Liberté de conscience

Sam Tanson (déi gréng) a fait remarquer que cet amendement n’était pas «anodin». Elle a regretté que le droit à la contraception ne fasse plus partie de la proposition de révision et a estimé également qu’il y avait un «flou»  entre les notions de liberté et de droit. «Je comprends que le narratif était important pour mobiliser les troupes, et je dis un grand merci à la majorité», a-t-elle néanmoins conclu.

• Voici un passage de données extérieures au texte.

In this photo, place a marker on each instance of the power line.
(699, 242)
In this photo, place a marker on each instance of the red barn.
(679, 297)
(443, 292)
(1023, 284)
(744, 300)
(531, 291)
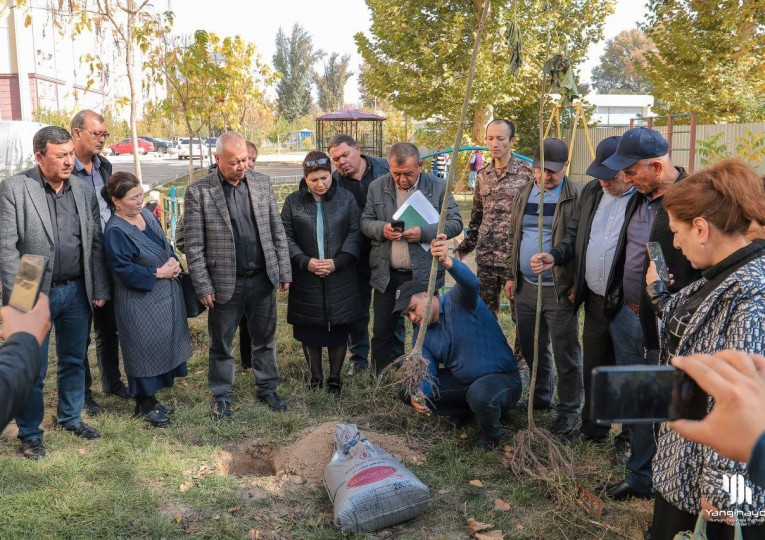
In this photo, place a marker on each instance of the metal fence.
(681, 144)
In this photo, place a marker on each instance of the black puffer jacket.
(334, 299)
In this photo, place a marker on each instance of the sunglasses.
(314, 162)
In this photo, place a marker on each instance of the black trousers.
(385, 322)
(669, 520)
(107, 349)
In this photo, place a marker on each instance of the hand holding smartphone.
(29, 279)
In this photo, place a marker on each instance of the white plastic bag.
(370, 489)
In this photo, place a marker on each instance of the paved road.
(158, 170)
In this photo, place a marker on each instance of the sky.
(332, 23)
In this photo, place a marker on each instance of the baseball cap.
(636, 144)
(606, 148)
(556, 155)
(406, 291)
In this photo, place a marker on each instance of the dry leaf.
(476, 526)
(490, 535)
(591, 503)
(501, 505)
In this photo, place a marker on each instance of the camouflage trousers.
(492, 280)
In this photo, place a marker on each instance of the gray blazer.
(25, 228)
(381, 205)
(208, 239)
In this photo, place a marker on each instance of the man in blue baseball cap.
(590, 241)
(643, 157)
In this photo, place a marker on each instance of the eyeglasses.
(98, 134)
(314, 162)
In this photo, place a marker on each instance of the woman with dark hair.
(709, 214)
(321, 221)
(148, 300)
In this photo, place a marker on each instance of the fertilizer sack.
(370, 489)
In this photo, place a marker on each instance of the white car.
(182, 149)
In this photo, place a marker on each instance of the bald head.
(229, 140)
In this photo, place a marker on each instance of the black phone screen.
(644, 394)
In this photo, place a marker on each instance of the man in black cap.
(591, 237)
(642, 156)
(559, 324)
(470, 361)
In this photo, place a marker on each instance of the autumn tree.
(331, 84)
(709, 58)
(420, 68)
(621, 69)
(294, 60)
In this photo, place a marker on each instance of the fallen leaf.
(476, 526)
(591, 503)
(501, 505)
(491, 535)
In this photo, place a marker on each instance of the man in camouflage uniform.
(489, 229)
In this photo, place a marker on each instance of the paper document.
(417, 212)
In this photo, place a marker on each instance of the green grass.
(127, 483)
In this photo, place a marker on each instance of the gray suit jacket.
(25, 228)
(208, 239)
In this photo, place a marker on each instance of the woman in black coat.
(321, 220)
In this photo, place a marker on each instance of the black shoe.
(164, 409)
(355, 369)
(221, 409)
(623, 491)
(83, 430)
(33, 449)
(91, 407)
(563, 425)
(157, 418)
(274, 402)
(119, 390)
(334, 386)
(486, 443)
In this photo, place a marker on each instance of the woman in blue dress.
(148, 299)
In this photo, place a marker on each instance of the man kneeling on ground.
(473, 370)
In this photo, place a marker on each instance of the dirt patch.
(246, 459)
(312, 450)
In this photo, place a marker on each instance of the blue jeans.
(627, 335)
(70, 316)
(487, 398)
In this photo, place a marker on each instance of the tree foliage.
(331, 84)
(710, 58)
(420, 68)
(294, 60)
(621, 69)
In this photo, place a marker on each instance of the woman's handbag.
(193, 306)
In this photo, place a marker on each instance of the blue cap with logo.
(636, 144)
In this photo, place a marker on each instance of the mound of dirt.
(312, 450)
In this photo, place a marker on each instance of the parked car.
(182, 149)
(160, 145)
(126, 147)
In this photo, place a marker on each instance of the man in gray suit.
(237, 254)
(46, 211)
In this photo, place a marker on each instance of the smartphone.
(657, 256)
(640, 394)
(29, 278)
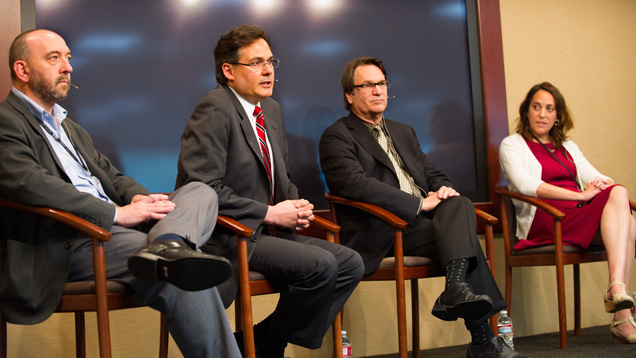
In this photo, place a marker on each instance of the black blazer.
(35, 253)
(357, 168)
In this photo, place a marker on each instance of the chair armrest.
(234, 226)
(385, 215)
(64, 217)
(485, 217)
(502, 191)
(325, 224)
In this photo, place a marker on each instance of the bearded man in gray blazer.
(48, 160)
(368, 158)
(228, 145)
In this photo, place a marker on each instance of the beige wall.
(586, 48)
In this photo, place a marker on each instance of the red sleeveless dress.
(581, 223)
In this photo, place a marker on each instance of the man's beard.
(49, 93)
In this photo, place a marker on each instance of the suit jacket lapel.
(363, 135)
(21, 107)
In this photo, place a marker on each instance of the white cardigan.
(523, 172)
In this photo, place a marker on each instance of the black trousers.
(449, 233)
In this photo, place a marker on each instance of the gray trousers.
(196, 320)
(316, 278)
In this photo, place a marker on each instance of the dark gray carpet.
(594, 342)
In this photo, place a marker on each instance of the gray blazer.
(219, 148)
(357, 168)
(35, 253)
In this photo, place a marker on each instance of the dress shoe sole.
(467, 310)
(189, 274)
(612, 307)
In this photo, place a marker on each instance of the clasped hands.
(291, 214)
(594, 187)
(143, 208)
(435, 197)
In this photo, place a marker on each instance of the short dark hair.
(228, 48)
(559, 131)
(18, 51)
(349, 71)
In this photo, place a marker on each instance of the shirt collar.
(247, 106)
(53, 119)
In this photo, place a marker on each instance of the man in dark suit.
(368, 158)
(243, 156)
(48, 160)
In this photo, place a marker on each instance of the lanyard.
(77, 158)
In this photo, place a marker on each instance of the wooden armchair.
(557, 255)
(400, 268)
(253, 283)
(98, 296)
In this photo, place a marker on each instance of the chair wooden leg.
(563, 328)
(163, 338)
(336, 328)
(415, 316)
(401, 311)
(3, 337)
(80, 335)
(577, 299)
(509, 288)
(103, 325)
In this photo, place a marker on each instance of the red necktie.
(262, 141)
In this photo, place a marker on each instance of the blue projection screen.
(141, 66)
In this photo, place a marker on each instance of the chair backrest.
(508, 212)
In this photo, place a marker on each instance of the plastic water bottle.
(346, 345)
(504, 325)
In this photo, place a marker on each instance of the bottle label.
(505, 329)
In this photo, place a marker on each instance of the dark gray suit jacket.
(219, 148)
(35, 254)
(357, 168)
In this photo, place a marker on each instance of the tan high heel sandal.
(617, 337)
(619, 301)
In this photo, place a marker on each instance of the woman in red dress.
(541, 161)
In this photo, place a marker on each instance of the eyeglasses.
(370, 86)
(259, 65)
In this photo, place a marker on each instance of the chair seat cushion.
(256, 276)
(409, 261)
(549, 249)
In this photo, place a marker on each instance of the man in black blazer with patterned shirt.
(220, 147)
(401, 179)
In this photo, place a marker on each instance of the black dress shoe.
(459, 301)
(494, 348)
(174, 262)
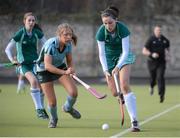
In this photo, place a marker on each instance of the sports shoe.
(52, 123)
(73, 112)
(41, 113)
(135, 126)
(151, 91)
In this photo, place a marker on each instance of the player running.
(116, 57)
(51, 66)
(25, 40)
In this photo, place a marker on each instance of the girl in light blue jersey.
(51, 66)
(115, 57)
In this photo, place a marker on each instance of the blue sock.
(69, 103)
(53, 112)
(42, 98)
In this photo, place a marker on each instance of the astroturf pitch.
(18, 117)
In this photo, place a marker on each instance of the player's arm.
(125, 51)
(69, 61)
(50, 67)
(146, 52)
(9, 49)
(43, 40)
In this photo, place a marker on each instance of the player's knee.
(124, 86)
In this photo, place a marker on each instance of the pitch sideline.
(147, 120)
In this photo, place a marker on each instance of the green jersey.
(26, 45)
(113, 45)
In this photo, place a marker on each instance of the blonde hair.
(66, 26)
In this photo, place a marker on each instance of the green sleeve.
(17, 35)
(123, 30)
(100, 35)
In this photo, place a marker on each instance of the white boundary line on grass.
(147, 120)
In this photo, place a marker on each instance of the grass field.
(17, 115)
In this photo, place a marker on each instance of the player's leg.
(161, 81)
(35, 93)
(71, 89)
(48, 89)
(152, 68)
(21, 82)
(111, 85)
(129, 97)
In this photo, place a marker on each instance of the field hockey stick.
(89, 88)
(7, 65)
(120, 98)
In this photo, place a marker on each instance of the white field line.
(146, 120)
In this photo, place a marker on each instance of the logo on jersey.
(24, 42)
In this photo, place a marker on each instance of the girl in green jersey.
(25, 40)
(115, 57)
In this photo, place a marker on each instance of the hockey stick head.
(96, 94)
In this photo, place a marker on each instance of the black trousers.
(157, 72)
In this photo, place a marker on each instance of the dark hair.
(110, 11)
(37, 26)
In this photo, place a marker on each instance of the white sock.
(35, 93)
(130, 102)
(21, 85)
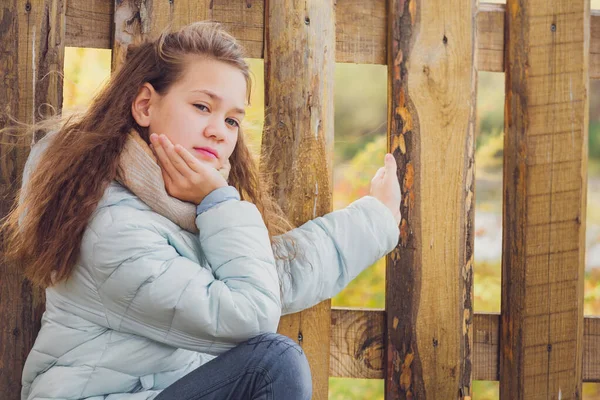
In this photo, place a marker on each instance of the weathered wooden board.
(357, 343)
(360, 29)
(297, 142)
(545, 178)
(31, 61)
(429, 282)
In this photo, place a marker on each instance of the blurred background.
(360, 144)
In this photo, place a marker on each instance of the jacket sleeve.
(333, 250)
(148, 289)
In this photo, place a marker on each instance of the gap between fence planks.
(89, 25)
(357, 345)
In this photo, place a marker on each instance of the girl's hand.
(386, 188)
(186, 178)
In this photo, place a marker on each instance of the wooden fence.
(427, 343)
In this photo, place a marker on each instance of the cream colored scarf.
(139, 171)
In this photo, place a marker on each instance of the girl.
(166, 263)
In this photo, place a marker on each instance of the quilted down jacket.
(148, 302)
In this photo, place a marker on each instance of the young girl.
(166, 263)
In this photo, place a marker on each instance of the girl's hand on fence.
(386, 187)
(186, 178)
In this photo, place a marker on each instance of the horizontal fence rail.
(89, 24)
(357, 348)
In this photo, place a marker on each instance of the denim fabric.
(267, 367)
(217, 196)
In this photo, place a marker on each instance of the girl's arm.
(334, 249)
(148, 289)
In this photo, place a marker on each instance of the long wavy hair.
(44, 229)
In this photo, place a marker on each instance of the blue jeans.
(268, 367)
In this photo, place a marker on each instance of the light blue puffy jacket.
(148, 302)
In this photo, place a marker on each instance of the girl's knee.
(288, 362)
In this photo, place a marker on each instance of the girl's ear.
(140, 108)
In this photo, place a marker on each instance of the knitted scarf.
(139, 172)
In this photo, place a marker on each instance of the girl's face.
(202, 111)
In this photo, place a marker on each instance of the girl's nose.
(215, 129)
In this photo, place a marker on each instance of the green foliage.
(360, 144)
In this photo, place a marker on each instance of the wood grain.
(429, 294)
(32, 49)
(545, 166)
(357, 337)
(89, 24)
(361, 28)
(297, 144)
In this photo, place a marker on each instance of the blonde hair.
(45, 230)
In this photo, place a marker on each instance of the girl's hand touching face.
(186, 178)
(386, 188)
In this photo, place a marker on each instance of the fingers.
(172, 162)
(380, 173)
(163, 159)
(191, 161)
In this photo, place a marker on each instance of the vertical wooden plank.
(298, 141)
(431, 109)
(545, 163)
(135, 20)
(89, 23)
(32, 53)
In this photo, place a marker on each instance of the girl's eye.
(235, 123)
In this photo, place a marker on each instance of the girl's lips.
(205, 153)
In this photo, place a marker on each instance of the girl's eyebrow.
(218, 98)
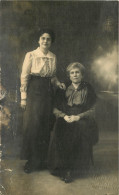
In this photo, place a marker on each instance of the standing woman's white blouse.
(36, 63)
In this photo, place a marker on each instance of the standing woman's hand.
(23, 104)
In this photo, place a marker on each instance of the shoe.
(68, 178)
(28, 168)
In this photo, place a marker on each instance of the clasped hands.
(61, 86)
(71, 118)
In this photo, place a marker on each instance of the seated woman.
(75, 131)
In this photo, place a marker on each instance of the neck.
(76, 85)
(45, 51)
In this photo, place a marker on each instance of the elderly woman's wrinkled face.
(75, 75)
(45, 41)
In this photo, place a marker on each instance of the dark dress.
(71, 143)
(37, 121)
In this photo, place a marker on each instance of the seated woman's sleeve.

Pour les pirates, Sven Clément se dit «content que la majorité des deux tiers puisse être atteinte». Pour lui, droit ou liberté, c’est pareil. Il n’y a guère que Fred Keup (ADR) qui s’oppose à cet amendement, jugeant qu’il n’y a «aucun besoin d’inscrire cette liberté dans la Constitution». Et pourtant, aux États-Unis comme en Europe, la montée des forces réactionnaires cherche à limiter les droits fondamentaux acquis de haute lutte, comme le droit à l’avortement.`

Simone Beissel (DP) ne dira pas le contraire, mais son parti a préféré la notion de liberté, pour ne pas obliger les médecins à pratiquer une intervention en désaccord avec leurs opinions, leur liberté de conscience, également garantie par la Constitution.

«Il ne s’agit pas d’élargir le droit à l’avortement qui est protégé par la loi mais de se mettre à l’abri d’un futur gouvernement constitué de forces d’extrême droite, d’un gouvernement bien plus conservateur», estime de son côté Cléo Thoma, du CID Fraen an Gender.  «On n’est jamais à l’abri d’un revers, mieux vaut prévenir que guérir et redescendre dans la rue pour militer en faveur d’un droit que l’on avait déjà», conclut-elle.

Il faut rappeler que d’après la Constitution, toute limitation de l’exercice des libertés publiques doit être prévue par la loi et respecter leur contenu essentiel.

La majorité des députés a adopté l’amendement parlementaire, qui sera renvoyé pour avis au Conseil d’État.